I can reasonably postulate ways that it would lead to less complications and ways that it would lead to more complications. Which is why hypothesis testing would be necessary to figure it out. And it is hard to do the right kind of studies to answer the question, since they are generally observational rather than experimental. The home-birth group may self-select on the basis of characteristics other than "low-risk". For example, transfers to a hospital after labour has started at home may average 10 percent in an observational study (i.e. women who chose home-birth). But transfers to a traditional obstetrical unit may average 50 percent if the women are randomly assigned to midwife vs. obstetrician. This suggests that women who choose home-birth are particularly low-risk on the basis of characteristics that are not being taken into account when assigning risk level. Which then makes mortality and morbidity comparisons questionable. If no difference is found, does that actually represent an increase in the mortality and morbidity in the home-birth group since we'd expect that group to have an even lower mortality and morbidity regardless of the place of birth.

Also, on the 'low risk' front. My wife wasn't particularly low risk as we left it relatively late to have children. Indeed, our GP struck us off as he wouldn't support home birth for a first child - regardless of our very supportive mid-wifes. Interestingly there are posters in our local hospital encouraging home births and pointing out that, statistically they are 'as safe' with no mention of the sort of selection you mention (which I agree is probably largely correct by the way).

As I said, to each his own. The idea of giving birth in hospital was complete anathema to my wife but if you're more relaxed in hospital then go for it.

I think the question is whether or not issues of danger are of enough significance to outweigh discomfort (I don't have an answer - components of that valuation are subjective). I have low regard for my own comfort, and (of course) I am comfortable in a hospital atmosphere, so it was a no-brainer for me anyway (four deliveries).

Linda
 
To be honest, warm water is quite helpful early on in labor. The value it has for women later on in the more active stages of labor seems to vary widely.

Agreed from my own experience. I had always planned to get out during transition, and it became ver difficult to move as soon as I was in transition. Laboring on a nice King sized bed was great, I was able to change positions to relieve pain and get gravity working.
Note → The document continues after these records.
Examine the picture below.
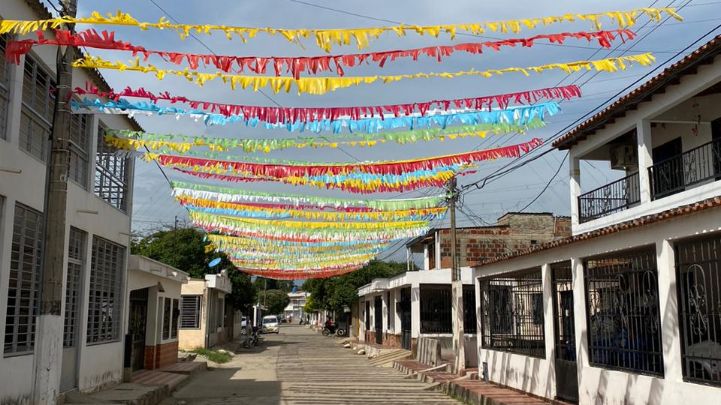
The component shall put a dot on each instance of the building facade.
(153, 312)
(204, 313)
(97, 233)
(627, 309)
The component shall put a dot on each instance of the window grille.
(698, 266)
(4, 88)
(167, 310)
(624, 329)
(512, 310)
(111, 173)
(104, 295)
(73, 282)
(79, 145)
(176, 314)
(435, 308)
(23, 281)
(37, 108)
(190, 312)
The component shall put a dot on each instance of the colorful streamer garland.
(322, 85)
(295, 66)
(163, 143)
(325, 38)
(520, 115)
(275, 115)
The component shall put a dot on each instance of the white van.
(270, 324)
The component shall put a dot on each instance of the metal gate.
(136, 326)
(566, 367)
(404, 307)
(378, 318)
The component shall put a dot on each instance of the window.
(698, 267)
(512, 311)
(167, 304)
(435, 308)
(111, 173)
(176, 314)
(190, 312)
(24, 281)
(105, 298)
(4, 88)
(37, 108)
(624, 328)
(79, 145)
(73, 282)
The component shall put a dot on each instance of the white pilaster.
(668, 311)
(644, 143)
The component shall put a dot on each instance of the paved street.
(299, 366)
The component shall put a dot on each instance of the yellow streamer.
(314, 215)
(322, 85)
(326, 38)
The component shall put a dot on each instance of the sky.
(154, 207)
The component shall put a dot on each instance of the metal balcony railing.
(676, 174)
(612, 197)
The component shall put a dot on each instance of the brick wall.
(161, 355)
(513, 232)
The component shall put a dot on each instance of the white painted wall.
(598, 385)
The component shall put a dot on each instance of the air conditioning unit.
(623, 157)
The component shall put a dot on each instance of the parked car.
(271, 324)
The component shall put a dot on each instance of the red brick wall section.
(161, 355)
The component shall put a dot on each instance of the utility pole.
(456, 284)
(49, 329)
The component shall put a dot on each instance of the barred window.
(4, 88)
(190, 312)
(73, 283)
(698, 266)
(624, 328)
(37, 108)
(512, 311)
(24, 281)
(167, 310)
(104, 297)
(176, 314)
(435, 303)
(111, 173)
(79, 145)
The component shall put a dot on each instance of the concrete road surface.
(300, 366)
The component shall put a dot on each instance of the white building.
(628, 309)
(97, 227)
(296, 306)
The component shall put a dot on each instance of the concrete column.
(548, 327)
(579, 314)
(575, 186)
(426, 258)
(437, 250)
(415, 310)
(668, 310)
(644, 143)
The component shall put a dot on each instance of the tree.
(188, 250)
(336, 292)
(275, 301)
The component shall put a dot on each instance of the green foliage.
(336, 292)
(186, 250)
(274, 300)
(213, 355)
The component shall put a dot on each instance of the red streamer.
(292, 114)
(279, 171)
(297, 65)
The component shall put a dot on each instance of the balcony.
(681, 172)
(608, 199)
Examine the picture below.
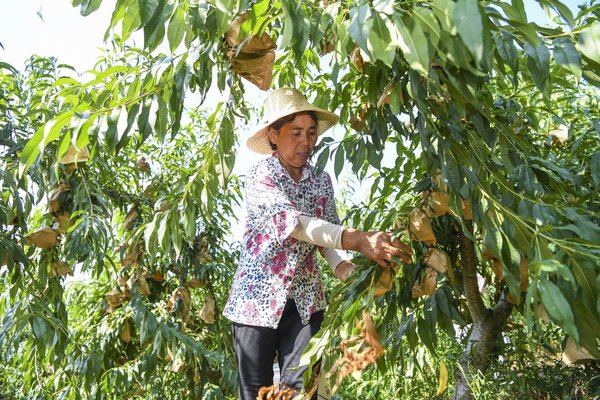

To the poster with wife at 35 weeks: I found my natural birth better FOR ME, but I had no complications, and again, I was in a facility that had all the necessary medical equipment, and an ambulance was less than 60 seconds away. The good part for me was getting home that evening, my milk came in within hours (took five days after my induced first birth), and my son was much more alert right away. I don't know how anecdotal and limited my own experience is. I know that second births are the safest and often the shortest. I'm also an endorphine junkie and felt very good about myself for having done it without medication. I felt proud I never lashed out, that I stayed focused and in control. But that's MY thing, not to be imposed on anyone else. That was my reward, it's not for everyone. The options for relief and assistance are there and I would never judge anyone for using them. If anything looked awry I knew I would be transported immediately, and that the birthing center had all manner of life saving equipment on hand.

Taking unnecessary risks with your life and your babies life, in a time where modern science is a "blessing" to our generation? WHY?
 
And because of your high blood pressure, you would not have been considered low risk and wouldn't have been considered suitable for a home birth anyway.

And it took "medical intervention" with my "natural" state to find that out. How much modern medicine is acceptable in an "unassissted" birth? Everything but the doctor?